Twenty years later, Fulton and DeKalb still have not cleaned up their act. Addressing the June 9 Primary, Georgia’s voting implementation manager Gabriel Sterling echoed the secretary’s sentiments and showed that the problems were local, not from the state:
“We have reports of poll workers not understanding setup or how to operate voting equipment. While these are unfortunate, they are not issues of the equipment but a function of counties engaging in poor planning, limited training, and failures of leadership. Well over 2,000 precincts are functioning normally throughout the state of Georgia.”
Some blame the secretary of state for training issues. Yes, the buck stops there. But other counties, according to Raffensperger, responded quickly to issues and had smoother roll-outs. After criticizing the Democratic leadership of Fulton and DeKalb for not doing enough, Raffensperger opened an investigation on Tuesday to avoid a recurrence in November. That is a good start.
It is unfair to claim that the secretary of state is responsible for everything locally — at some point, county officials must take responsibility for the need for more balloting places. County officials are also responsible for training, verifying the training, testing, and auditing. Those are the responsibilities of any good manager, and the need for training, verification, and auditing is well known in corporate America. But not in our counties, many of which reported inadequately trained workers.

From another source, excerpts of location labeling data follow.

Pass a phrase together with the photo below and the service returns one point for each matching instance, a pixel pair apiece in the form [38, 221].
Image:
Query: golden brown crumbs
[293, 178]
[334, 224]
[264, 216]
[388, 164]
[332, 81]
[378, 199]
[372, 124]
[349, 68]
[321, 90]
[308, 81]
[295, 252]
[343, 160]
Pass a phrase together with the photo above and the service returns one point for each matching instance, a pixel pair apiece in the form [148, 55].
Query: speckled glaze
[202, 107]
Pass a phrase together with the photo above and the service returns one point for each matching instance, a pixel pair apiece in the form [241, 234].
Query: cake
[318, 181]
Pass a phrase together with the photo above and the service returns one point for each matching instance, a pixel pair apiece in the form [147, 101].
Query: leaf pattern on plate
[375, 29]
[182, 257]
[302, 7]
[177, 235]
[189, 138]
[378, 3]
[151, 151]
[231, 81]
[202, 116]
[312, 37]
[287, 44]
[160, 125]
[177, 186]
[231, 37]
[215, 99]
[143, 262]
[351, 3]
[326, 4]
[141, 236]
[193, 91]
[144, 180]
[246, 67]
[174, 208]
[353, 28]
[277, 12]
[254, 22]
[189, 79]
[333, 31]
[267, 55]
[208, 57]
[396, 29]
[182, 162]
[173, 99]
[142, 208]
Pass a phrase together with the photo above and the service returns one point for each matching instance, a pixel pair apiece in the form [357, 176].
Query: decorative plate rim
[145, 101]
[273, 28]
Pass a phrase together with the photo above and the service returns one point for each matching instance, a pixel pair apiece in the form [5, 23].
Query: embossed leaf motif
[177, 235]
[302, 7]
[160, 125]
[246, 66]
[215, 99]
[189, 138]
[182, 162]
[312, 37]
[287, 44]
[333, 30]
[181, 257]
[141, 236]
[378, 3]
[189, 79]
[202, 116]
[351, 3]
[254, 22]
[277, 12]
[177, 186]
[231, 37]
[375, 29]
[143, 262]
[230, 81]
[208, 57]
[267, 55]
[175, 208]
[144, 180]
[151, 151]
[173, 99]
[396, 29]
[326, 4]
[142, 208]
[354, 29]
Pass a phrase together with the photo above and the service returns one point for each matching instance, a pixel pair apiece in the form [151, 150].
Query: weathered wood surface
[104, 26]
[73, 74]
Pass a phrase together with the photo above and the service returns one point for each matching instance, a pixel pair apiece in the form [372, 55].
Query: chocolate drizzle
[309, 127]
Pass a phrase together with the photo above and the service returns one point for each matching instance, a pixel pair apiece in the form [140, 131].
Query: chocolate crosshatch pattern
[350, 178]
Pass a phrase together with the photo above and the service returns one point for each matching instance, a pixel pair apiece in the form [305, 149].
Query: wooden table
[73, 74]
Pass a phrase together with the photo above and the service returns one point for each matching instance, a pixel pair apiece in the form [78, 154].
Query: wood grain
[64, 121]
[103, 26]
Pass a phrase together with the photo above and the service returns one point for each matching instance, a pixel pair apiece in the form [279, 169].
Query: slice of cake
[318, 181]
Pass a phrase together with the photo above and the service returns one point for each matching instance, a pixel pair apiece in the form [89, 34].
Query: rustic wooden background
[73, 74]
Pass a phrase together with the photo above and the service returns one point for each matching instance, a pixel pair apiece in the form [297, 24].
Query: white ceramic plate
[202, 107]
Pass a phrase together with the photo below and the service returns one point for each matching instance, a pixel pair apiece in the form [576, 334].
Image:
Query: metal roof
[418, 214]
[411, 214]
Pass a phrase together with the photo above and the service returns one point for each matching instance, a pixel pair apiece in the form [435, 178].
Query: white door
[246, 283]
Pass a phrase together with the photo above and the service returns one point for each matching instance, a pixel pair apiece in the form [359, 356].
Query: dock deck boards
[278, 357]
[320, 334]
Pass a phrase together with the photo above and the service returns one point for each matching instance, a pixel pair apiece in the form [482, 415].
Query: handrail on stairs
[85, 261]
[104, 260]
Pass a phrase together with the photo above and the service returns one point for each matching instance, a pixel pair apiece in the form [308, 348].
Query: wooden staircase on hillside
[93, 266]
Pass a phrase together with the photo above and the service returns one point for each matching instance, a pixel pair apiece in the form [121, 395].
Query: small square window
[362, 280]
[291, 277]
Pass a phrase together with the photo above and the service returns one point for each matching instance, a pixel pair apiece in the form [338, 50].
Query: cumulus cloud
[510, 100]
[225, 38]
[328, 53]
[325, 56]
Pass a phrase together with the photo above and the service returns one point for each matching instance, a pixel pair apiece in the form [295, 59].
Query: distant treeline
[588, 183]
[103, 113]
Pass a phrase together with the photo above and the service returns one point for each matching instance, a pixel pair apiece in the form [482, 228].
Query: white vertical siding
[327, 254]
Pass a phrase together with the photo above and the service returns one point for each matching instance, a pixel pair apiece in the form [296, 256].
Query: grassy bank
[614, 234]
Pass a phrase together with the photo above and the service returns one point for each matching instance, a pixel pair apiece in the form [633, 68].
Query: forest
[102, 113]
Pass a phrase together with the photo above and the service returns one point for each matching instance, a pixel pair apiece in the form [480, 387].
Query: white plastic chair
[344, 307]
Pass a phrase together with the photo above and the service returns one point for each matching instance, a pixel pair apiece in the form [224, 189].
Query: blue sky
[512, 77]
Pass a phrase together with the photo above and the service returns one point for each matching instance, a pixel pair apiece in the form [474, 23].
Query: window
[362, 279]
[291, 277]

Georgia has more registered voters than ever, and Secretary Raffensperger is anticipating voter turnout in November to top five million — one million more than 2016’s presidential election. Secretary Raffensperger has urged county officials to open more polling locations and hire more poll workers to manage the voter influx.
Though Georgia county officials processed more than 1.6 million absentee ballot requests leading into Tuesday’s primary, a majority of voters still prefer to cast their ballot in-person on Election Day. As the left pushes for voting by mail, counties should not close polling locations, depriving those who prefer in-person voting of that option. Granting Georgians their right to vote requires state-of-the-art management — Georgia’s counties deserve no less.